FREEZER ADHESIVE (Hot Melt Rubber)

As you may have noticed from perusing our Materials page, freezer labels come in a wide variety of types, based on specific "recipes" containing the basic ingredients of substrates, inks, adhesives, and liners. Of all the freezer label ingredients, the adhesive is almost always the most important. You can't have it deadening and releasing due to either the cold or the presence of moisture. Considering all the settings in which freezer labels are used, it takes many different adhesives in several categories to cover all the bases.

Most true freezer-grade labels use hot-melt adhesives (HMAs), which are exactly what they sound like. Think of the kind of glue in a hot glue gun. We take something similar, which often comes in little pellets the size of your pinky nail, and melt it using heat before applying it to the label substrate. HMAs have substantial advantages over other adhesives: typically, you don't have to deal with solvents, drying, and curing time, and they have a long shelf life. In addition, HMAs stick to a wide variety of materials, including corrugated cardboard, and they don't shrink or lose thickness during drying, as other adhesives can. But the melting heat limits an HMA's usage with some substrates; only those that can handle the melting temperatures without deforming or degrading—such as foils, metalized synthetics, and some thick papers—can be used with this type of adhesive. They're less likely to be used with plastics, though some polypropylenes and vinyls can handle the application heat.

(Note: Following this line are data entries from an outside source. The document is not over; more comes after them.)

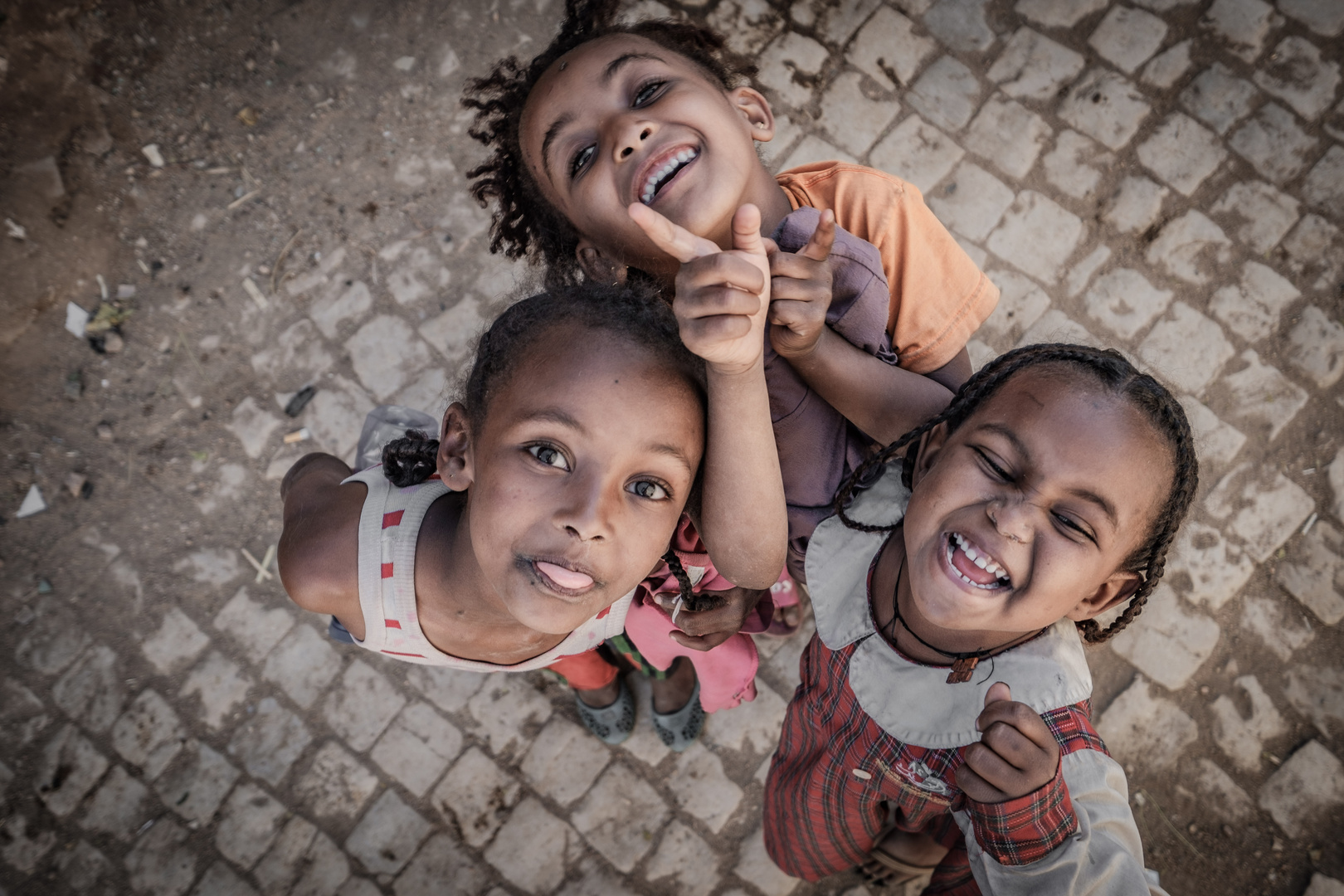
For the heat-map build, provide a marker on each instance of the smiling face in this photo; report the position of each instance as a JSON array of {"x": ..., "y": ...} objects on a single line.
[
  {"x": 1027, "y": 514},
  {"x": 578, "y": 476},
  {"x": 622, "y": 119}
]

HMAs used for adhesive labels tend to be made of a rubber-based or rubber-like polymer with high initial "tack" (stickiness), and for standard use must be able to adhere using simple pressure, in environments ranging down to a specified minimum application temperature. Generally, they're designed to stick even on already-frozen surfaces (as low as -20° F). They must then continue to adhere in all temperature conditions down to the adhesive's lowest rated temperature—usually about -65° F (or -54° C). Many have no problem handling frost, condensation, and other moisture that may cause some adhesives to deaden or slip.

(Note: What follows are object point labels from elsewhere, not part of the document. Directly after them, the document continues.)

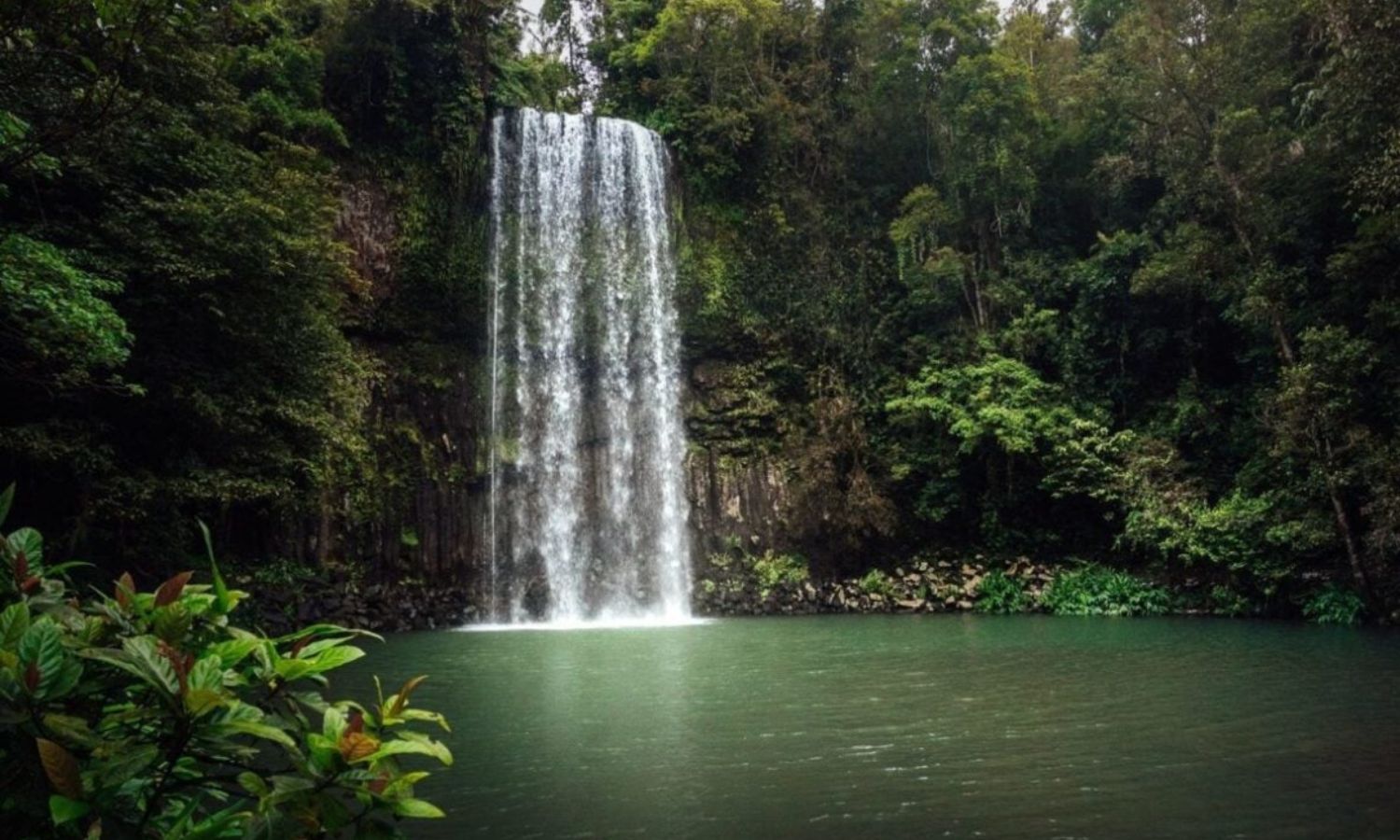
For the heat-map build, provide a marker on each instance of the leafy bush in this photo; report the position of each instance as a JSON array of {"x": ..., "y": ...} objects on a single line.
[
  {"x": 148, "y": 714},
  {"x": 775, "y": 570},
  {"x": 1000, "y": 594},
  {"x": 1225, "y": 601},
  {"x": 1099, "y": 591},
  {"x": 1335, "y": 605},
  {"x": 876, "y": 582}
]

These days we mostly use artificial polymers for hot-melt base materials, including polycarbonates, polyolefins, styrenes, and silicones. However, several manufacturers have recently announced initiatives to create HMAs using natural materials called "biopolymers," for reasons of sustainability. Many artificial HMAs are made from non-renewable petroleum-based materials, so bio-based HMAs look like the wave of the future.